Transferts de compétences

Le volet du rapport portant sur les compétences est au contraire d'une grande précision - à la différence du rapport Balladur qui n'avait fait qu'effleurer le sujet. Il faut dire qu'il a été étayé par une étude spécifique du cabinet Ernst & Young (lire notre article du 24 février 2009 ). En la matière, le rapport d'étape avait indiqué une orientation générale. Chaque échelon de collectivité conserverait l'exercice de la clause générale de compétence. Mais ne pourrait agir dans un domaine ne relevant pas de sa compétence que si la collectivité responsable de cette compétence ne l'exerce pas - c'est ce que le Sénat appelle le "constat de carence". En ce qui concerne les compétences partagées (développement économique, culture, tourisme...), la mission prône le "chef de filat" et l'instauration de multiples dispositifs de concertation ("schémas régionaux", "autorités organisatrices", "conventions", "commissions de concertation"). Plus précisément en matière de développement économique, l'un des domaines où le besoin de clarification est le plus grand, elle propose de créer dans chaque région "un organisme de coordination de développement économique rassemblant tous les acteurs" et, en parallèle, de "spécialiser davantage le rôle de chacun des niveaux".
Pour encore clarifier les compétences des collectivités, le Sénat suggère de nouveaux transferts de compétences, l'idée étant de renforcer les compétences que les régions et les départements exercent déjà. On notera par exemple le transfert aux départements et aux régions des gestionnaires chargés de l'encadrement des personnels techniques des collèges et lycées, de même que celui de la gestion des fonds européens et de la totalité des transports interurbains à la région. Les prérogatives des régions en matière de formation professionnelle seraient renforcées, tout comme celles des départements concernant la prise en charge du handicap. A noter aussi que les compétences de l'Etat en matière d'emploi seraient transférées aux régions à titre expérimental.
"On a sur la table un rapport qui ferait progresser considérablement les collectivités de ce pays", a conclu Yves Krattinger. Les associations d'élus, qui comptent beaucoup sur le Sénat pour défendre leurs positions, devraient accueillir favorablement ce rapport. On peut penser d'ailleurs qu'elles ont pu facilement faire passer leur message, les deux rapporteurs siégeant l'un au bureau de l'Association des maires de France et l'autre au bureau de l'Assemblée des départements de France.
Dans un communiqué, l'Association des petites villes de France a exprimé une réaction "positive". La représentante des villes de 3.000 à 20.000 habitants "se montre tout particulièrement favorable" à la création d'un conseil régional des exécutifs et "forme des voeux" pour que le travail effectué par la mission constitue "l'armature" du texte de loi qui sera présenté fin juillet ou début août en Conseil des ministres.

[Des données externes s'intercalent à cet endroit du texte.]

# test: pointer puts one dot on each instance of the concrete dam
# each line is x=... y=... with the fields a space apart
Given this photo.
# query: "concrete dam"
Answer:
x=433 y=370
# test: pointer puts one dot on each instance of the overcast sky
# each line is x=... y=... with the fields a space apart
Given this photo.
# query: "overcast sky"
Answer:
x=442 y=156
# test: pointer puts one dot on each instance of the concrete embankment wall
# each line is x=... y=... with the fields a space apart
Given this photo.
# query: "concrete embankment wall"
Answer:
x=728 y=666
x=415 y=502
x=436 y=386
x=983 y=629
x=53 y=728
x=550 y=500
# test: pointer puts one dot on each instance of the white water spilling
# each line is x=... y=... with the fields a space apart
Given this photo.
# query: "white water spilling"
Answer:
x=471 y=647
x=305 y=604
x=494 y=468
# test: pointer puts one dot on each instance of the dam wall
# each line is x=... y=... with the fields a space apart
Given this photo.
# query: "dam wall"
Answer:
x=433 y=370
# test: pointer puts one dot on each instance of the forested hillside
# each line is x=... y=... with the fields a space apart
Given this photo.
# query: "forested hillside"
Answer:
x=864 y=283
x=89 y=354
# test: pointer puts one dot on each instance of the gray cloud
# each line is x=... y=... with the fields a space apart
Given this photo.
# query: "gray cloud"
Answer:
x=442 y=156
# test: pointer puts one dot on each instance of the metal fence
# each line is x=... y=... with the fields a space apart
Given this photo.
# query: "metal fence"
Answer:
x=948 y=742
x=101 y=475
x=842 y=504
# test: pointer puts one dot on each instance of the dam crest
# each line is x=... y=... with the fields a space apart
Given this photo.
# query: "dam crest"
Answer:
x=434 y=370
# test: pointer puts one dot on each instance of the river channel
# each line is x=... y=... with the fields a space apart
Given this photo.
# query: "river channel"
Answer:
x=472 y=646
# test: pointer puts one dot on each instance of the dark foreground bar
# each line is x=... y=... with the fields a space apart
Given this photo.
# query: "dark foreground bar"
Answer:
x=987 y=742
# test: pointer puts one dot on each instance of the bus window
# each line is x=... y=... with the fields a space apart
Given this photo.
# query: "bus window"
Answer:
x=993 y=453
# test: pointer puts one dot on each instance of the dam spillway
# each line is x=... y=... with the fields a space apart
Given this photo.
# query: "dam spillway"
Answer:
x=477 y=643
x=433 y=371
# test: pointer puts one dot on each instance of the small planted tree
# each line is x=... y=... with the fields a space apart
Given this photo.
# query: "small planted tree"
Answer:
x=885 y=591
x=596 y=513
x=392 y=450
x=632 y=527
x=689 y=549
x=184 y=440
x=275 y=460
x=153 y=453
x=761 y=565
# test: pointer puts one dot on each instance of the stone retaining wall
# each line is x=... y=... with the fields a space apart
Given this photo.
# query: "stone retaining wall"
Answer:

Le Sénat joue donc pour l'instant parfaitement son rôle de représentant des collectivités territoriales. Une marque qu'il imprimera certainement encore lors du débat parlementaire qui aura lieu cet automne. "Le Parlement n'est pas au garde-à-vous, le Sénat particulièrement", a fait remarquer Claude Belot, pour qui les propositions de la mission doivent bien constituer le socle de la position du Sénat. "Tous les amendements qui seront contraires à l'esprit et à la lettre de la mission, je ne les soutiendrai pas", a-t-il prévenu en ajoutant qu'il ne serait "pas le seul". Pour Jacqueline Gourault, nul doute aussi que le débat "montrera qu'il y a des sensibilités transversales".